Displaying Likert Style Responses
Surveys often contain responses to a given question in a Likert style format where the available responses are something like “Strongly Agree”, “Agree”, “Neutral”, “Disagree”, or “Strongly Disagree.” The following represents a “cheat-sheet” for using {ggplot} to display non-weighted Likert style survey responses in a bar chart format.
Packages
library(tidyverse)
library(gtsummary)
library(bstfun)
Bar charts for factored survey responses
sample_question_1.factor | sample_question_2.factor | sample_question_3.factor |
---|---|---|
Moderately important | Somewhat effective | Somewhat effective |
Extremely important | Somewhat effective | Very effective |
Extremely important | Very effective | Very effective |
Extremely important | Very effective | Very effective |
Extremely important | Very effective | Very effective |
Extremely important | Somewhat effective | Somewhat effective |
Bar chart with perecentage of factored responses relative to the whole sample
This version calculates and displays the percent of responses from the entire survey sample. The key for this type of chart is to set group = 1 in the aes()
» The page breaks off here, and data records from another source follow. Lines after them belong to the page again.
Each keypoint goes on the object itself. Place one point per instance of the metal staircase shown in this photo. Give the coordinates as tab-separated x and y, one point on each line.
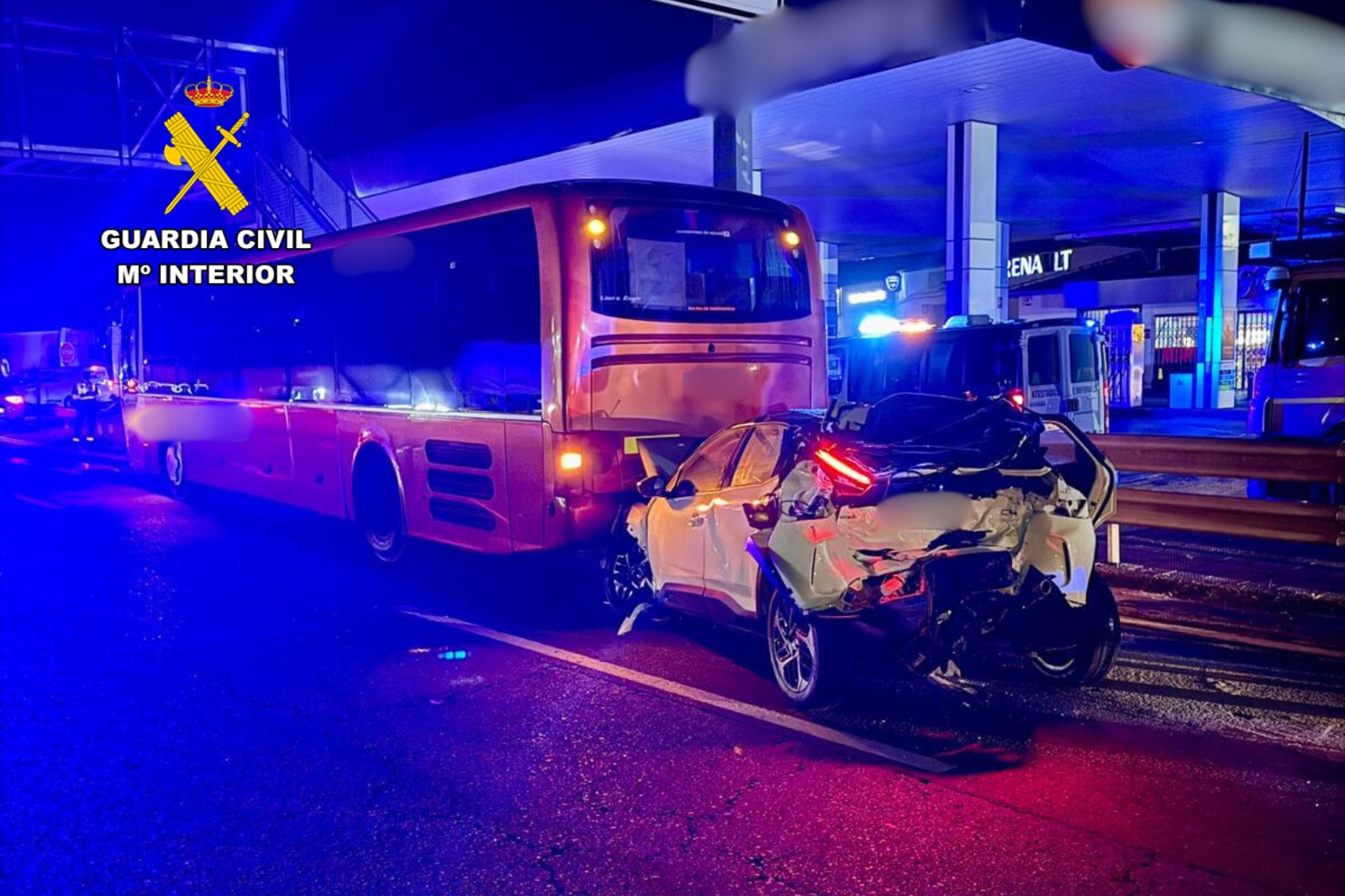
296	188
116	129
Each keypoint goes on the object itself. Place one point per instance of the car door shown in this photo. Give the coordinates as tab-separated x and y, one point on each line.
731	575
677	524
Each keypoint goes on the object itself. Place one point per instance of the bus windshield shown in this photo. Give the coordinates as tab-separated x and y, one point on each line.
697	266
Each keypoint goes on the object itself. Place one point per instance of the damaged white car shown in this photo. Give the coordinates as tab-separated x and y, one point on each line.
957	528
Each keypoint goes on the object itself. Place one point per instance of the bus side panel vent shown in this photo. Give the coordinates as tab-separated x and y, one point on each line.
459	454
448	482
462	514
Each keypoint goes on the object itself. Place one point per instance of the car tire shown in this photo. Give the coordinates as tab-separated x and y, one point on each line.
627	579
174	470
804	667
1100	636
378	508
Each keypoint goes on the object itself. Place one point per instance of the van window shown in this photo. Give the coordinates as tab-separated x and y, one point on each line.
1083	358
1042	361
1322	307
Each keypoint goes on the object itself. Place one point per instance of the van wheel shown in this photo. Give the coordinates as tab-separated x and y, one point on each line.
1100	636
378	508
798	649
174	472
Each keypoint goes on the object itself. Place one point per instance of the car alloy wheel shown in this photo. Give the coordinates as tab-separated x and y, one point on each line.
630	582
794	650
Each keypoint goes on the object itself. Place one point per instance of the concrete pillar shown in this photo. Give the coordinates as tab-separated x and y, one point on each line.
973	233
1002	273
831	264
1216	300
733	152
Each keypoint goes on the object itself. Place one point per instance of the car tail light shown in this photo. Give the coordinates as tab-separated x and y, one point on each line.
851	472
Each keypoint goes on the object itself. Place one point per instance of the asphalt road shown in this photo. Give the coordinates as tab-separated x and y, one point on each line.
219	697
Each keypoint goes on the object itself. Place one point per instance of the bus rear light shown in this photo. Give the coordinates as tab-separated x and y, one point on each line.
853	474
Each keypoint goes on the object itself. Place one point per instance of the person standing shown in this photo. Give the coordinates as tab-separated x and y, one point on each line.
84	398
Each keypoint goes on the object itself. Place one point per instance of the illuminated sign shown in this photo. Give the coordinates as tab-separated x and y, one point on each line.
865	296
1040	264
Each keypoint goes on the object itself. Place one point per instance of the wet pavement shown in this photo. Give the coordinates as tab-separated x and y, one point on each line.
219	696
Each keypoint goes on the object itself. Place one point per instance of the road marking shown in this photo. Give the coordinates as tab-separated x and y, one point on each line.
38	502
1232	638
696	694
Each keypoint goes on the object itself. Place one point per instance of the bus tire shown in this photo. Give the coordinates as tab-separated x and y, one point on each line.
171	465
380	513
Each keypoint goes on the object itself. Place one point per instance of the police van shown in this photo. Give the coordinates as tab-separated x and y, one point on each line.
1048	366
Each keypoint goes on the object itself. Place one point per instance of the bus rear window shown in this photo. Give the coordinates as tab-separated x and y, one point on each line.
699	266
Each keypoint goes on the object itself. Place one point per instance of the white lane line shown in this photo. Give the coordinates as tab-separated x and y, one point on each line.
696	694
38	502
1232	638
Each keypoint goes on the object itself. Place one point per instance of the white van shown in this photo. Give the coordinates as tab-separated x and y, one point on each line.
1048	366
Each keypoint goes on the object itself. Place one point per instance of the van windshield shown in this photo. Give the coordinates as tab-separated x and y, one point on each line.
699	266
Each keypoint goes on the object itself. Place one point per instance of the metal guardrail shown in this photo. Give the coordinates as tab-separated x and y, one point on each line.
1217	514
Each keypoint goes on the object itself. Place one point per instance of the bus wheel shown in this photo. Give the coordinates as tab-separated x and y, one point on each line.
174	472
378	508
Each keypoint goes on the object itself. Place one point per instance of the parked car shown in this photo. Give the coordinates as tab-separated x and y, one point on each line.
955	526
1048	366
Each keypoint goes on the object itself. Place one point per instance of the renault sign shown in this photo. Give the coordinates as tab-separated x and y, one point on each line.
740	10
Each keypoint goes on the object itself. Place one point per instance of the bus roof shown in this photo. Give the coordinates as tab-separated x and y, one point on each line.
517	197
950	333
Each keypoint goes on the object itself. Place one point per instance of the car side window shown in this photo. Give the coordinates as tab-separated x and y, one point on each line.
760	455
706	468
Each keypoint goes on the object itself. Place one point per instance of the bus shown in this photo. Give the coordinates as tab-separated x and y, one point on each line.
477	374
1048	366
1300	392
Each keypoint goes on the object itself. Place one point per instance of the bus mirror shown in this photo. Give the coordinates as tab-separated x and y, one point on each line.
1277	277
651	486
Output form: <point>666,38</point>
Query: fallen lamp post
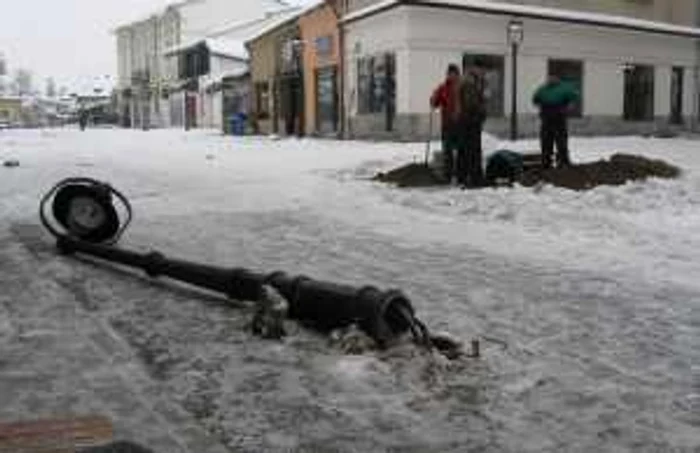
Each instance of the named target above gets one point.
<point>84,219</point>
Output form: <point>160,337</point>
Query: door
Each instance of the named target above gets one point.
<point>326,101</point>
<point>494,80</point>
<point>639,93</point>
<point>677,95</point>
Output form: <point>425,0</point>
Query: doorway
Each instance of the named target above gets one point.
<point>677,79</point>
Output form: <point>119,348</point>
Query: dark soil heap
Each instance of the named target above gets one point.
<point>617,171</point>
<point>411,175</point>
<point>620,169</point>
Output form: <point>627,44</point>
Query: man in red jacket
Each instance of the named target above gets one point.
<point>446,98</point>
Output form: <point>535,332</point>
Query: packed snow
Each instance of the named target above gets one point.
<point>586,302</point>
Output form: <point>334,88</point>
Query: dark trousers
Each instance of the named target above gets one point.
<point>471,173</point>
<point>451,146</point>
<point>554,131</point>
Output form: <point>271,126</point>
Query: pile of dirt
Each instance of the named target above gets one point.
<point>411,175</point>
<point>617,171</point>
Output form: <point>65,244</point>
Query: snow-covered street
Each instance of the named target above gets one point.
<point>588,303</point>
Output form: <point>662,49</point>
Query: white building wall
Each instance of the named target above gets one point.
<point>603,87</point>
<point>689,100</point>
<point>662,91</point>
<point>386,32</point>
<point>436,37</point>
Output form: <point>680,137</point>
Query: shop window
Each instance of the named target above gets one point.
<point>571,72</point>
<point>494,80</point>
<point>376,84</point>
<point>639,93</point>
<point>324,46</point>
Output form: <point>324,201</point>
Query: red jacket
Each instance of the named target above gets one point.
<point>445,98</point>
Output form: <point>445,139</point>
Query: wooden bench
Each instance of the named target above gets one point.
<point>55,435</point>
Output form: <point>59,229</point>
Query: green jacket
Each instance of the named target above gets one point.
<point>556,96</point>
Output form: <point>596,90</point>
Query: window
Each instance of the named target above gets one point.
<point>324,46</point>
<point>639,93</point>
<point>570,71</point>
<point>376,84</point>
<point>326,100</point>
<point>494,80</point>
<point>262,100</point>
<point>677,76</point>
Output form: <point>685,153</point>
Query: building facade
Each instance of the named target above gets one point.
<point>276,70</point>
<point>321,56</point>
<point>150,92</point>
<point>635,75</point>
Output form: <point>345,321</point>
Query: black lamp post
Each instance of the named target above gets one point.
<point>516,33</point>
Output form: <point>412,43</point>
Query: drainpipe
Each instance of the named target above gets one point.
<point>696,74</point>
<point>337,9</point>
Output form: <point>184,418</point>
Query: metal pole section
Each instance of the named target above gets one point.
<point>383,315</point>
<point>514,94</point>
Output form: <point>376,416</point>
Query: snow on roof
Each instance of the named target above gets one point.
<point>292,14</point>
<point>227,47</point>
<point>249,27</point>
<point>231,48</point>
<point>535,12</point>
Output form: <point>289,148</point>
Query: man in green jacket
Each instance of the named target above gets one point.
<point>555,99</point>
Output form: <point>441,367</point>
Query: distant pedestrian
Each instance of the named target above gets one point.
<point>555,99</point>
<point>445,98</point>
<point>83,119</point>
<point>472,104</point>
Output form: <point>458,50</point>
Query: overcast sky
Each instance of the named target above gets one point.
<point>67,39</point>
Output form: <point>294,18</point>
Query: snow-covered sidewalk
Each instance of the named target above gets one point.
<point>596,295</point>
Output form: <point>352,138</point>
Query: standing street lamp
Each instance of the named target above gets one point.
<point>516,33</point>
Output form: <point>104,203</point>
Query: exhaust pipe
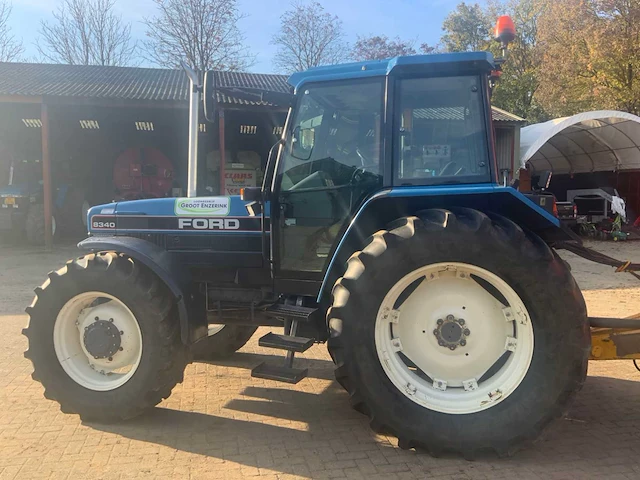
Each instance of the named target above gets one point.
<point>194,106</point>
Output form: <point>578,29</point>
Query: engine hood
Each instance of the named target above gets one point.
<point>21,190</point>
<point>228,214</point>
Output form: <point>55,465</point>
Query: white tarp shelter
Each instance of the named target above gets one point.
<point>603,140</point>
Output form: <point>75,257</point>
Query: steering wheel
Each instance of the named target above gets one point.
<point>364,161</point>
<point>448,169</point>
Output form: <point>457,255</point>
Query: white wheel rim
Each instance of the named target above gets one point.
<point>69,332</point>
<point>215,328</point>
<point>478,375</point>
call, set clip = “off” in the coord_flip()
layer in combination with setting limits in the scale_y_continuous()
layer to prevent the percent labels from getting clipped. The legend and x label (which is actually on the y axis as display because of coord_flip()
have been removed for simplicity. Also, the theme()
axis.text.x setting is in place in case the x-axis ticks need to be rotated to prevent overplotting.
Requires:
- One survey question with factored and ordered responses
data %>%
drop_na(sample_question_1.factor) %>%
ggplot(., aes(sample_question_1.factor, group = 1)) +
geom_bar(aes(y = ..prop.., fill = factor(..x..)), position = position_dodge()) +
geom_text(aes(label = scales::percent(..prop..), y= ..prop.. ), stat= "count", size = 3,
hjust = -.15, colour = "black") +
coord_flip(clip = "off") +
scale_y_continuous(labels = scales::percent, limits = c(0, 1)) + # limits extends the chart to prevent clipping
labs(y = "Percent", x = "") +
theme_minimal() +
theme(legend.position = "top", axis.text.x = element_text(angle = -0, hjust = 0)) +
guides(fill = "none")
Faceted bar chart faceted by a grouping variable
This version is an extension of basic bar chart, but adds the facet_wrap()
layer to display responses to a grouping variable. In this example, the survey responses were collected from various “sites” that can be displayed separately. This option can be useful if the number of grouping variables is small. The two different geom_bar()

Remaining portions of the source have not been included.